スイス生まれの画家パウル・クレー(Paul Klee, 1879-1940)は、長らく日本の人々に愛され、これまでにも数多くの展覧会が開催されてきました。それらの展覧会では作品の物語性や制作上の理念が詩情豊かに詠われ、多くの人々にクレーの芸術の魅力を伝える役割をはたしました。 

 国立近代美術館で初となる今回のクレー展では、今までの展覧会成果を踏まえた上で、これまでクローズアップされてこなかった「クレーの作品は物理的にどのように作られたのか」という点にさまざまな角度から迫ります。この観点から作品を見てみるならば、視覚的な魅力を体感できるのみならず、その魅力がいかなる技術に支えられているのか、ということまでもが明らかになるでしょう。(展覧会サイトより)

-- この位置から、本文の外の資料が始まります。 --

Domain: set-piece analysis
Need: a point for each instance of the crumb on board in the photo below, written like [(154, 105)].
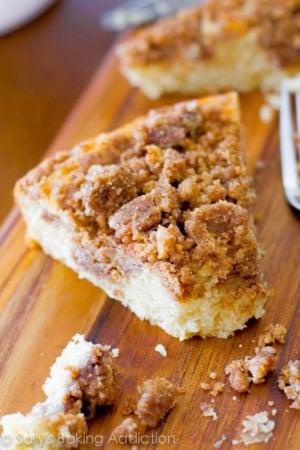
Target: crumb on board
[(160, 348), (289, 382), (218, 388), (271, 334), (242, 372), (208, 411), (219, 443), (156, 398), (115, 352), (257, 428)]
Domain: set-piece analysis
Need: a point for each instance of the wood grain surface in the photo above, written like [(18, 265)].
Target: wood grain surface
[(43, 304)]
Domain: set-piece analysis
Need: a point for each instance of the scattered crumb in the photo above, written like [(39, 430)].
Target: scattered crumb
[(261, 364), (244, 371), (239, 378), (289, 382), (257, 428), (115, 352), (156, 398), (271, 334), (161, 349), (260, 164), (208, 411), (218, 388), (219, 443)]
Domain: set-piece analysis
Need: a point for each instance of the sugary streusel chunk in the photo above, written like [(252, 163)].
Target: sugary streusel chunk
[(82, 378), (156, 398), (257, 428), (289, 382), (271, 334), (251, 369)]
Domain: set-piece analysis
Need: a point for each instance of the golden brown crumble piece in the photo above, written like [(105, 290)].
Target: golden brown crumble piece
[(94, 385), (239, 378), (271, 334), (82, 378), (289, 382), (156, 398), (261, 364), (193, 34), (249, 370)]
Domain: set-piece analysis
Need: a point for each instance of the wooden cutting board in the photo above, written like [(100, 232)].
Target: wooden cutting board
[(43, 304)]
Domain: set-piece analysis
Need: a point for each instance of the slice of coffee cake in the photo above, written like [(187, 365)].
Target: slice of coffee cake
[(157, 214), (228, 44)]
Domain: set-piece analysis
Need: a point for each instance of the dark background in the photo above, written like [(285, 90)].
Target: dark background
[(44, 68)]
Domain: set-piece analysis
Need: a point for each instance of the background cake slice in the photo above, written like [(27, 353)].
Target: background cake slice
[(228, 44), (158, 214)]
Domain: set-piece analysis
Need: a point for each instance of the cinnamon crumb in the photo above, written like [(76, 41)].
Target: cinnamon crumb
[(271, 334), (289, 382)]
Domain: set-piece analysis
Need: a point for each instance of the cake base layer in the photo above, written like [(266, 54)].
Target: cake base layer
[(219, 312)]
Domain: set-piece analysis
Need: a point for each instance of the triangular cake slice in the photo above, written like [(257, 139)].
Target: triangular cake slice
[(157, 214), (219, 45)]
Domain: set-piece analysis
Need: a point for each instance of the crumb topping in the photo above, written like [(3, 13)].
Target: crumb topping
[(198, 29), (172, 191), (289, 382)]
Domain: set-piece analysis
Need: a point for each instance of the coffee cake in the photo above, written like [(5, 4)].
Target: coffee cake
[(228, 44), (158, 215)]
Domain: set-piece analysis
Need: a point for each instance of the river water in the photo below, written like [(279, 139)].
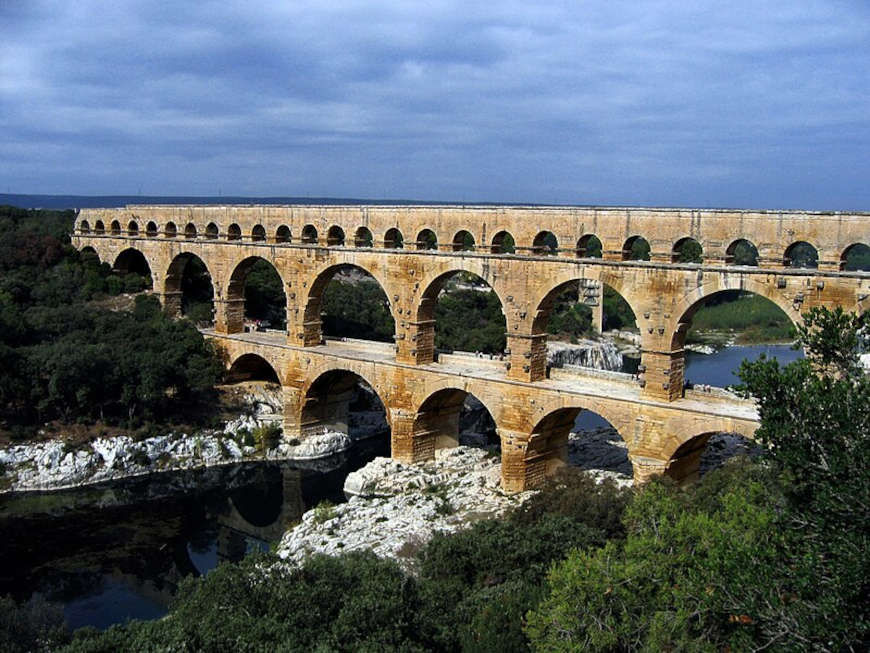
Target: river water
[(117, 551)]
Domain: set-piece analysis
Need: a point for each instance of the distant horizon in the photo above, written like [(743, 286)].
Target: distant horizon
[(62, 201)]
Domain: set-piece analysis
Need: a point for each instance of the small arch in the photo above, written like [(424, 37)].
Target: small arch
[(363, 237), (451, 416), (503, 243), (282, 234), (309, 234), (545, 244), (801, 255), (741, 252), (856, 258), (687, 250), (393, 239), (636, 248), (426, 239), (589, 246), (463, 241), (251, 367)]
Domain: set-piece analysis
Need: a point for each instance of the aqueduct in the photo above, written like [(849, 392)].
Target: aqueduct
[(526, 254)]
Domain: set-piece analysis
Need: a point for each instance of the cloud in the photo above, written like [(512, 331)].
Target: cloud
[(659, 102)]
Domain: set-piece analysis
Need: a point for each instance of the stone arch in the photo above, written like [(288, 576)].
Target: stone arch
[(545, 244), (309, 234), (251, 367), (393, 239), (635, 248), (335, 236), (131, 260), (437, 417), (503, 243), (183, 294), (425, 309), (239, 299), (282, 234), (548, 446), (855, 257), (463, 241), (427, 239), (363, 237), (689, 304), (326, 398), (589, 246), (801, 254), (741, 252), (312, 318), (687, 250)]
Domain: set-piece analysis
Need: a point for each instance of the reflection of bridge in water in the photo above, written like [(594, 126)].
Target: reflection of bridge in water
[(528, 256)]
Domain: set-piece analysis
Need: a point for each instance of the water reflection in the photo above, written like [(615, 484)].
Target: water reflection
[(118, 551)]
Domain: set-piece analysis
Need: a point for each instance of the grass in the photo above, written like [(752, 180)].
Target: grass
[(751, 318)]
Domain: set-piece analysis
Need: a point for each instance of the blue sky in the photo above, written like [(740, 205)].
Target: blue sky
[(703, 103)]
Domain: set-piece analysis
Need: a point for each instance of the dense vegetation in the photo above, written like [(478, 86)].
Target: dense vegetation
[(757, 555), (66, 356)]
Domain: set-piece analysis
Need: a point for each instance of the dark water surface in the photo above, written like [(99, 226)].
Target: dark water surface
[(117, 551)]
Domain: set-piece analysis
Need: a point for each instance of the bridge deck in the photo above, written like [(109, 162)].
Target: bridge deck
[(571, 381)]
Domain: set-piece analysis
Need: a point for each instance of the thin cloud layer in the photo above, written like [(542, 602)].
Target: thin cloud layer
[(620, 102)]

 パウル・クレーは音楽一家に育ち、自身も演奏家を目指していた人でした。文学にも非常に造詣が深く、さまざまな分野で秀でた才能を発揮した人でした。ですから彼の作品には美しい色彩のハーモニーがあり、デザイン的なフォルムの表現を追求したり、叙情的なオリジナリティを持つ等、独特の魅力を放っていたのです。作品は好奇心にあふれ、さまざまな技法やシチュエーションで多くの作品を生み出してきました。20世紀の画壇においてパウル・クレーは派閥に属さない稀有な存在だったのです。

 この展覧会では技法や過程という、難しそうなテーマを扱っています。しかし、技法や過程はクレーにとって彼の創造の原点を探る手がかりになるものなのです!おそらくこれまでの難解なパウル・クレーの印象を、根こそぎ変えるになることでしょう。展覧会が見終えた時、あなたにとってクレーがいっそう近しく、愛しい存在に変わるかもしれません! 




会期:   2011年5月31日(火)~2011年7月31日(日)

会場:   東京国立近代美術館 
      東京都千代田区北の丸公園3-1
開館時間: 午前10時~午後5時
     (6月の金、土曜は午後6時まで、7月の金・土曜は午後8時まで開館)
      ※入館は閉館の30分前まで
休館日:  月曜日(ただし7月18日[月・祝]は開館)
主催:   東京国立近代美術館、日本経済新聞社
後援:   スイス大使館
お問い合わせ:ハローダイヤル 03-5777-8600  

観覧料金: 一般1,500円、大学生1,100円、高校生700円
中学生以下は無料
障害者手帳等お持ちの方と付添者(1名)は無料。